Flap over gold coin hits Anglo-Malaysian ties
Flap over gold coin hits Anglo-Malaysian ties
By Bill Tarrant
KUALA LUMPUR (Reuter): Controversy over a gold coin has put
new strains on ties between Malaysia and Britain just as it
appeared the Malaysians may have been moving towards lifting a
punishing ban against British business.
The coin became an issue after British-based bank Standard
Chartered Plc said this month that two officials of its Mocatta
bullion division in Hong Kong had resigned for offering bribes to
Malaysian and Philippines officials.
Britain's Financial Times later reported that bank officials
investigating the matter found US$10,000 in gold coins had gone
missing, and said they had allegedly been given to a Malaysian
minister as a "trade sample".
The Malaysian government is fuming over the story because
Standard Chartered says the minister returned a gold coin after
receiving it in 1991.
Malaysia's Youth and Sports Minister, Abdul Ghani Othman, said
he was given a one-kilogram gold coin three years ago when he was
deputy finance minister for use as an exhibit.
Standard Chartered Bank in Kuala Lumpur issued a statement
confirming Abdul Ghani's account, saying the case was closed. The
bank said it regretted that "a distorted leak of an internal
investigation" had embarrassed Malaysia.
Malaysia's Justice Minister, Syed Hamid Albar, said at the
weekend that the government should sue the Financial Times and
ban its distribution in Malaysia in retaliation.
The incident may threaten to delay the lifting of a ban on
government contracts for British business, imposed six months ago
in retaliation against British media reports about corruption in
Malaysia, analysts said.
The national news agency, Bernama, quoted the justice minister
as saying at the weekend: "We should seriously consider taking
action against the newspaper and its editor for being
irresponsible in reporting such stories."
"The victim is not simply the person but the country.
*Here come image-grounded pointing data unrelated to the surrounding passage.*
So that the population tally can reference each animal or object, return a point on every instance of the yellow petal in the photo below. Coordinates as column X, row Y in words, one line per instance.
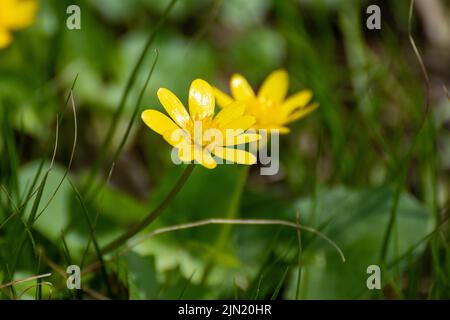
column 174, row 107
column 302, row 112
column 222, row 99
column 177, row 137
column 228, row 114
column 186, row 152
column 16, row 14
column 272, row 128
column 201, row 100
column 298, row 100
column 203, row 157
column 240, row 139
column 158, row 121
column 5, row 38
column 275, row 86
column 240, row 88
column 235, row 155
They are
tarnishing the good name of the country and they have got their
own reasons for doing it to bring disrepute to Malaysia," Hamid
told reporters in the southern state of Johor.
The issue will be discussed at the weekly cabinet meeting
tomorrow, he said.
Deputy Prime Minister Anwar Ibrahim hinted that the matter
could affect the timing of the lifting of the ban.
"We have to study the implications and intention of the media
in harping on the issues in such an irresponsible manner," Anwar
told reporters at the weekend.
Officials and diplomats said the cabinet decided in early June
to lift the ban -- which could cost British firms billions of
dollars in lost contracts -- but left it to Prime Minister
Mahathir Mohamad to decide the time.
Mahathir was particularly incensed about a story in the Sunday
Times of London in late February that said a British construction
company was prepared to offer him a US$50,000 bribe to secure a
building contract.
Mahathir said then that the story betrayed the "colonial
brain" of the British press which thought "brown Moslems" were
incompetent and their leaders corrupt.
More of that sort of rhetoric was used by the pro-government
New Straits Times in an editorial on Monday entitled "Fool's Gold
of Fleet Street".
"The Financial Times has shown that the come-down to fair
reporting involves too much pride to swallow for Fleet Street's
blabber-mouths," the newspaper said.
"While ministers of the crown visited Kuala Lumpur with caps
in hand... while leading City banks and businesses pooled for
advertisements and other exorbitant gestures of contrition, and
diplomats bowed low... the witch hunt was only held at bay."
The newspaper said Malaysia need not fear trade retaliation if
the ban remained.
"Having given over that power to Brussels (as a member of the
European Union) Britain has little muscle left over external
trade, a fact that would leave Malaysia free to select from a
queue of alternative foreign partners at its ease and leisure."